Nicosia is preparing a demarche to be sent both to the UN Secretary-General and the UN Security Council over the former’s reports on Cyprus, President Nicos Anastasiades said on Tuesday.
He was referring to the UN Secretary-General’s Good Offices Mission report as well as the report on renewing Unficyp’s mandate, drafts of which UN chief Antonio Guterres has forwarded to the UN Security Council. The final texts of the reports are expected to be formally adopted by the end of the month.
Anastasiades spoke of “significant omissions” and “an unacceptable equation” in the reports.
Asked to comment on Turkish provocations, Anastasiades said the government is monitoring developments.
“They [the provocations] speak to an attempt by Turkey’s government and its allies to zealously promote their revisionist policy… but at the same time we are taking the necessary diplomatic moves in all directions, to all allies and in particular the EU.”
The president said Nicosia would not be dragged into Ankara’s game of “aggravating the climate.”
On speculative reports that Turkey might soon announce the outright annexation of the north of the island, Anastasiades said “we are calmly monitoring everything, and I think that the information we have does not lend itself to this rumour-mongering.”

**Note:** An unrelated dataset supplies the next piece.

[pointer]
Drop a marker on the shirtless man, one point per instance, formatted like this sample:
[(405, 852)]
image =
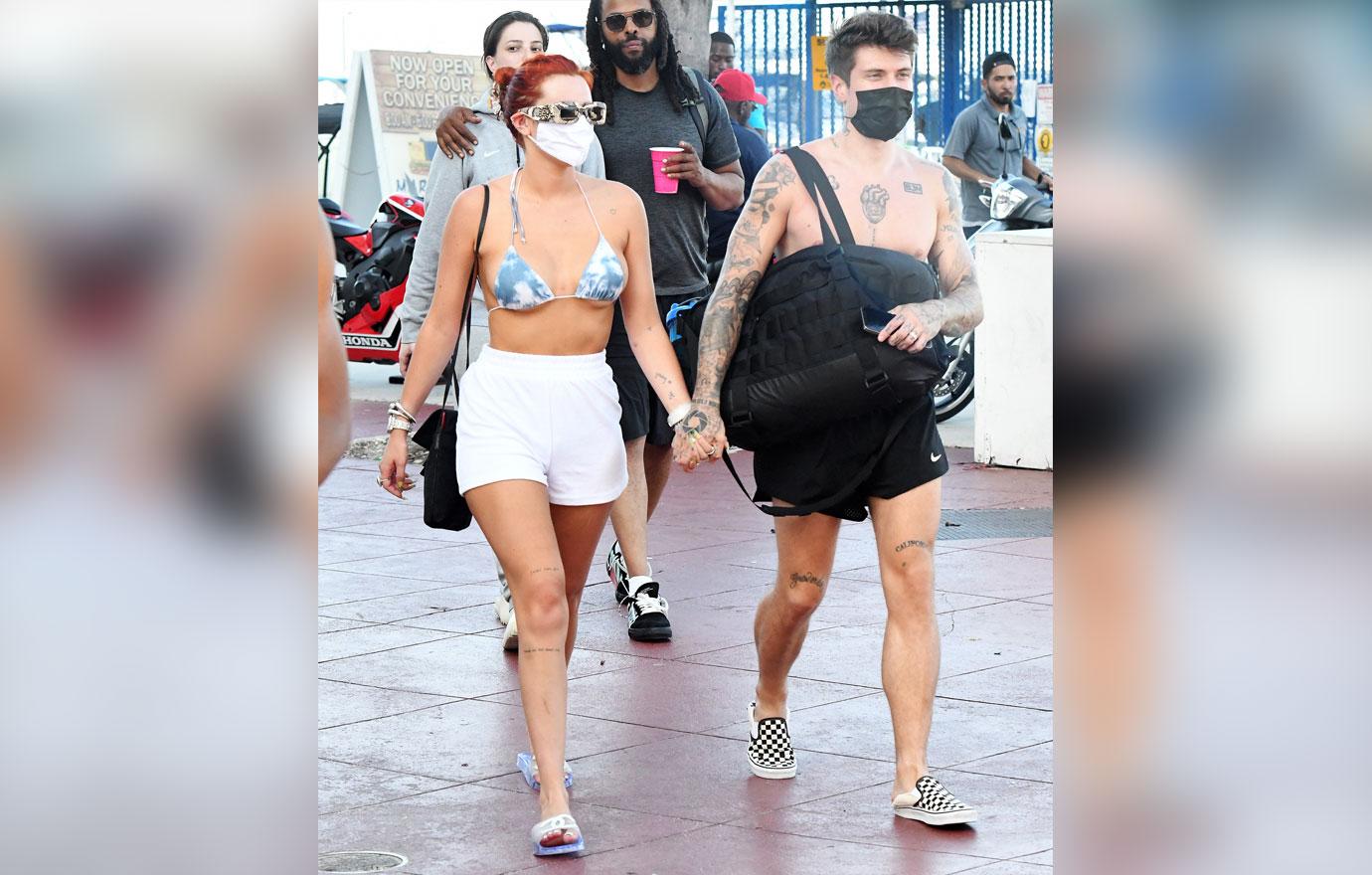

Taking another question – as to whether he is in touch with the Greek Prime Minister – the president replied: “Absolutely, and we are in full coordination.”
Recently Turkish Cypriot leader Ersin Tatar sent the UNSG a four-point proposal for cooperation between the two communities in the areas of hydrocarbons, electricity, renewable energy and water.
Anastasiades called this a ploy intended to distract from the Greek Cypriot initiative for confidence-building measures.
In his draft report, the UN chief said the two sides should benefit from natural resources in and around the island, and urged cooperation between both communities on energy projects.
These resources should “constitute a strong incentive for the parties to urgently seek mutually acceptable and durable solutions to disagreements,” Guterres said in the report, which covers developments on the island from December 16, 2021 to June 14, 2022.
The report noted that public confidence in the possibility of securing a settlement on the island remained low.
The Cyprus issue has seen on-and-off peace talks in recent years, including a failed 2017 initiative in Switzerland under the auspices of guarantor countries Turkey, Greece and the United Kingdom.